# Adherence to denosumab therapy and fracture risk associated with drug withdrawal: a retrospective study

**Authors:** Hande Özdemir, Nur Kakilli, Filiz Tuna, Buket Yılmaz Bülbül, Mehmet Çelik, Selçuk Korkmaz, Derya Demirbağ Kabayel

PMC · DOI: 10.3325/cmj.2025.66.334 · Croatian Medical Journal · 2025-10-01

## TL;DR

This study examines how stopping denosumab treatment affects fracture risk and finds that fractures may occur due to osteoporosis progression, not just treatment discontinuation.

## Contribution

The study provides new insights into fracture risk after denosumab discontinuation and treatment adherence factors in osteoporosis patients.

## Key findings

- Adherent and non-adherent patients had similar fracture risks after denosumab discontinuation.
- Fractures may result from osteoporosis progression rather than a rebound effect from drug withdrawal.
- Unscheduled treatment discontinuation should be avoided to manage osteoporosis effectively.

## Abstract

To assess the prevalence of fragility fractures after denosumab discontinuation and to identify the factors affecting treatment adherence.

We retrospectively reviewed the medical records of 3876 osteoporosis patients who were treated with denosumab at Trakya University Osteoporosis Clinic between 2015 and 2021. A total of 210 patients who received at least two regular doses of denosumab were eligible for inclusion. Patients were categorized as denosumab-adherent and denosumab-non-adherent. Adherence was defined as receiving the six-month scheduled dose with a maximum delay of up to eight weeks.
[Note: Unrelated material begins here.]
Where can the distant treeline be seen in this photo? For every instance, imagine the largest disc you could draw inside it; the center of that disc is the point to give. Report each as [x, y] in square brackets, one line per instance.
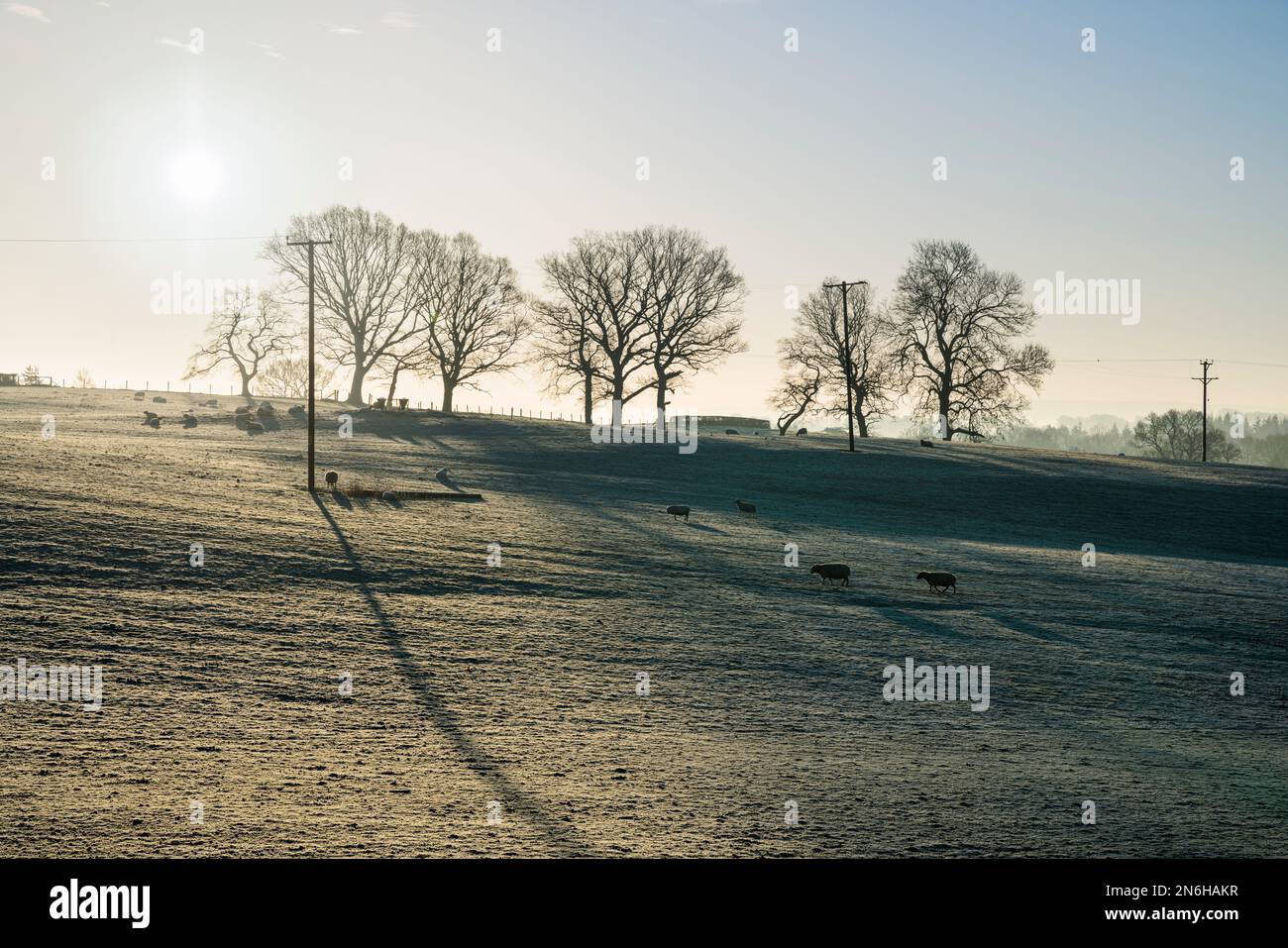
[1261, 440]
Overall, 124 (59.05%) patients were denosumab-adherent and 86 patients (40.95%) were denosumab-non-adherent. New fragility fractures were identified in 32 patients: 17 in the denosumab-adherent group and 15 in the denosumab-non-adherent group. The groups did not significantly differ in the risk or types of new fractures, irrespective of patients’ fracture history.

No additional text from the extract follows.